AMD is reportedly gearing up to expand its Ryzen 9000 "Granite Ridge" lineup with two all-new Zen 5 CPUs that push the limits of power draw and cache capacity. Leaker chi11eddog, who has cultivated ties with motherboard vendors, claims that AMD will introduce an 8-core/16-thread model rated at 120 W...
the adjusted TDP on both makes me wonder what is going on. So are we going to spend that juice on clocks? I/O (from threadripper I hope) just needed to be a bigger size to handle stuff?? (I dont know the node they made the new ones on.) We going to be pushing the infinity fabric to 1:1 with 8000 MT ram? Something has to be up for that much more power at factory settings.
Isn’t the 8C/16T having a TDP of 120W the same as the existing 9800X3D? https://www.techpowerup.com/cpu-specs/ryzen-7-9800x3d.c3891
So maybe that one’s just a “9700X3D” (or whatever name they go with) with marginally lower clocks than the 9800X3D?

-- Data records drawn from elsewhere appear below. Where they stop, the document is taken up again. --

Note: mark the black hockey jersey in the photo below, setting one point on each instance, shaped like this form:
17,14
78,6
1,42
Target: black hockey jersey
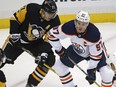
27,17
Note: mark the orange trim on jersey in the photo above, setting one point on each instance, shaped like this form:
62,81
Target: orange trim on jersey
90,41
66,78
40,71
98,57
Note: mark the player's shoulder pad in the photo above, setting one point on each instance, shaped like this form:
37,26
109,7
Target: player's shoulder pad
69,28
32,7
92,34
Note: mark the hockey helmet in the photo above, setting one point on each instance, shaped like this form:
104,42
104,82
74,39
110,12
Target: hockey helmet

I dont know what they are aiming for on the lower core count one, maybe it super weird binning of really good cores just only 4 made it on each die and this is them being like ok we wanna save money on wasted silicon lets make a dual chiplet and make it an x3d now that we have the cache thing work over duals. I cant see the reason for what the leak suggests on that small one.

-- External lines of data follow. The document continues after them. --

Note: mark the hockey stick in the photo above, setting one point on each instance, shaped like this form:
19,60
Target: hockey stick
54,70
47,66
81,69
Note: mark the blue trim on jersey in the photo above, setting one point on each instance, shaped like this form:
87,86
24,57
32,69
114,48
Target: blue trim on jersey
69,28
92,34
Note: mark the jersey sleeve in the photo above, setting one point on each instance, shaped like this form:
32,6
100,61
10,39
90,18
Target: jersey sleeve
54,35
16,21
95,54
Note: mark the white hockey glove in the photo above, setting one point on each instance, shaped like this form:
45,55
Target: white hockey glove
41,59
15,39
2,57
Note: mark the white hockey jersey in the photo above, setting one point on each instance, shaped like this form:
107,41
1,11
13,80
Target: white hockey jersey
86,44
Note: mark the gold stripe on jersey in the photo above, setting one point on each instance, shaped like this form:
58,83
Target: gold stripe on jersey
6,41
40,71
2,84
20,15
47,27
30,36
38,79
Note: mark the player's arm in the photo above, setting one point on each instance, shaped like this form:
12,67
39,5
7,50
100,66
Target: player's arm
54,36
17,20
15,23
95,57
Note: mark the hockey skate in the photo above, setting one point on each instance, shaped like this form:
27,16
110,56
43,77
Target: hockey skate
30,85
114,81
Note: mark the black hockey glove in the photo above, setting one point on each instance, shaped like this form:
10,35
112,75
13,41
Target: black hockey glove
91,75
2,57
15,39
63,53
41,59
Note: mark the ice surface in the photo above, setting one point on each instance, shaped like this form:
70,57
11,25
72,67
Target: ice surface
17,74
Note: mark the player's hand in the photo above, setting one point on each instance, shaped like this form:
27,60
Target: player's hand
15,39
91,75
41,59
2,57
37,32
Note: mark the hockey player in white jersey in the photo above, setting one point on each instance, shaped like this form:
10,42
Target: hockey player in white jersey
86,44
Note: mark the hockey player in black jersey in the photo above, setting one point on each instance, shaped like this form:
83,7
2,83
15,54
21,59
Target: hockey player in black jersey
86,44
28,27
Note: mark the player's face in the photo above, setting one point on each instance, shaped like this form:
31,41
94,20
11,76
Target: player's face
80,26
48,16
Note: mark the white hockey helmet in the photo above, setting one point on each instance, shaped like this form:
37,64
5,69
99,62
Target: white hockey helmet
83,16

That’s an interesting take, but I reckon it’d be a tough sell given the latency penalty it’d bring with it to do that, especially if the core scheduling is ever “wrong” and ends up unnecessarily bouncing between the dies. Guess we’ll have to wait and see!

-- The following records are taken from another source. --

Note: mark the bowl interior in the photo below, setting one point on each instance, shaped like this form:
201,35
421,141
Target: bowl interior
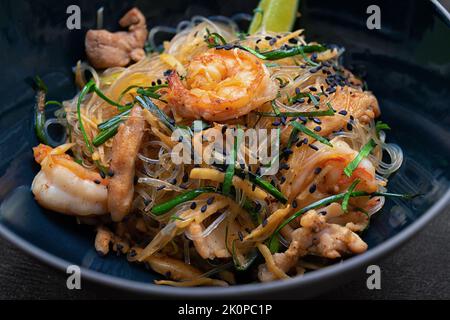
406,64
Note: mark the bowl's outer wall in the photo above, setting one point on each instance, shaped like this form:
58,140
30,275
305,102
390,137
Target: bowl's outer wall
406,64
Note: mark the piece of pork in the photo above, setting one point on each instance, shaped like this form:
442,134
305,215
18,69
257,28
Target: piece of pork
106,49
125,148
315,237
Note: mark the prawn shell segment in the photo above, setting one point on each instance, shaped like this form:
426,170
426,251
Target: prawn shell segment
221,85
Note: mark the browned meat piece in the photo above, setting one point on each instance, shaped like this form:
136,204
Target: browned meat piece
316,237
125,147
106,49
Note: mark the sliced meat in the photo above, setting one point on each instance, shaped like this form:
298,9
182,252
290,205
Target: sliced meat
125,148
316,237
362,106
106,49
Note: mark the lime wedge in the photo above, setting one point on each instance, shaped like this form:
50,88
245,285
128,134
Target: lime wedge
274,16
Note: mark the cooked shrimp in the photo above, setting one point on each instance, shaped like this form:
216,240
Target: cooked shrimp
221,85
64,186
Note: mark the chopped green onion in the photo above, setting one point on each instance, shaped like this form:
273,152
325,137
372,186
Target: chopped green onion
263,184
323,113
325,201
39,111
284,53
247,263
165,207
114,120
347,195
214,39
364,152
229,173
105,135
104,97
149,105
53,102
310,133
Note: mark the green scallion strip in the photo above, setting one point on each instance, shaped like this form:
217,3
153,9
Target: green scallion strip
114,120
165,207
104,97
325,201
284,53
310,133
86,89
275,108
53,102
247,263
364,152
347,195
380,125
322,113
263,184
229,173
105,135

Yeah it was the only reason I could think of on the fly that they are even doing this. Maybe with the I/O improvements that are in the threadripper maybe there is some locking down of how caching works with this so they tend to understand where the information is, and the cores it will put to use it. But I would think that would be more of a scheduler task, but I dont understand that level very well, or movements in that area.